FTX has sold its European subsidiary to its former owners for $32.7 million, ending a legal dispute between the exchange and the buyers.
Background
- FTX filed a lawsuit against the founders of FTX Europe, Patrick Gruhn and Robin Matzke, alleging that they sold the company at an inflated price.
- Gruhn and Matzke denied the claims and filed a counterclaim seeking $256.6 million in damages.
- FTX stated that defending the counterclaims would be costly and difficult, as key figures involved in the acquisition deal are unavailable for court testimony.
Agreement
- FTX agreed to sell the European subsidiary back to Gruhn and Matzke for $32.7 million.

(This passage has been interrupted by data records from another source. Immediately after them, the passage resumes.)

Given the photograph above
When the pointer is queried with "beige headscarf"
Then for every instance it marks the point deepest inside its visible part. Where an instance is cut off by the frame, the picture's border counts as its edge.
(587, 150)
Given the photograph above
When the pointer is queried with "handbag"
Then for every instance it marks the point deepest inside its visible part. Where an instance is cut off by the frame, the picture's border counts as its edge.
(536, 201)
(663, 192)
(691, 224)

- The new owners of FTX Europe are pleased with the re-acquisition, stating that the exchange’s European expansion was well on course prior to its global collapse.
FTX’s Asset Sales
- FTX has been selling its assets to raise liquidity to pay off its creditors.
- The exchange owes its clients an estimated $8 billion.
- FTX has recently gained court approval to sell its $1 billion stake in AI startup company Anthropic.
- The exchange has also sold its 22 million shares of the GBTC Bitcoin ETF, raising another $1 billion.
- These asset sales are a critical part of FTX’s debt repayment strategy.